Nachdem Nokia Bochum hinter sich lässt und ins rumänische Cluj weiterzieht, fiel der Landesregierung dann doch noch auf, dass der finnische Konzern die Subventionen zu Unrecht kassiert hatte. Und will sie zurück, jetzt aber pronto. Noch heute soll ein ultimatives Schreiben raus. Schiebt Nokia die Mios bis Monatsende nicht zurück, wolle das Land klagen, flüsterten „Regierungskreise“ den nahestehenden Journalisten.
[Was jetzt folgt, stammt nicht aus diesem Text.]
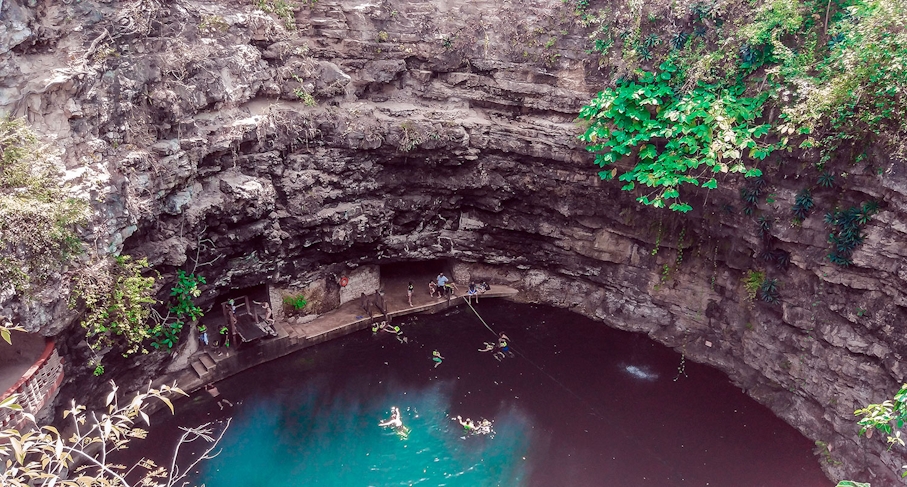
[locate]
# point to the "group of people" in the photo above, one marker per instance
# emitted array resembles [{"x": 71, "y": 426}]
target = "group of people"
[
  {"x": 470, "y": 427},
  {"x": 442, "y": 286},
  {"x": 392, "y": 329},
  {"x": 501, "y": 349},
  {"x": 483, "y": 427}
]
Das Schreiben war noch nicht angekommen, da antwortete eine Nokia-Sprecherin bereits einer Illustrierten. Nokia habe sich korrekt verhalten und immer alle Subventionsauflagen erfüllt. Und die gleiche Landesregierung habe bis Januar nie etwas beanstandet – das jedenfalls stimmt.

Nokia will das Ultimatum also zurückweisen und nicht freiwillig zahlen. Wenn es Nordrhein-Westfalen ernst meint, wird das Land tatsächlich klagen müssen. Aber wollen sie wirklich, dass in aller Öffentlichkeit darüber verhandelt wird, wie unkontrolliert die Subventionsmillionen in offene Hände fließen? Werden sie das wirklich riskieren?

Nokia kann andererseits erst recht kein Interesse an dem weiteren Imageschaden haben, den ein solcher Prozess mit sich bringt. Es wird also einen Deal geben, melden wir einfach mal ein wenig verfrüht. Nokia wird sich bequemen, einen Teil der eingesackten Subventionen zurückfließen zu lassen.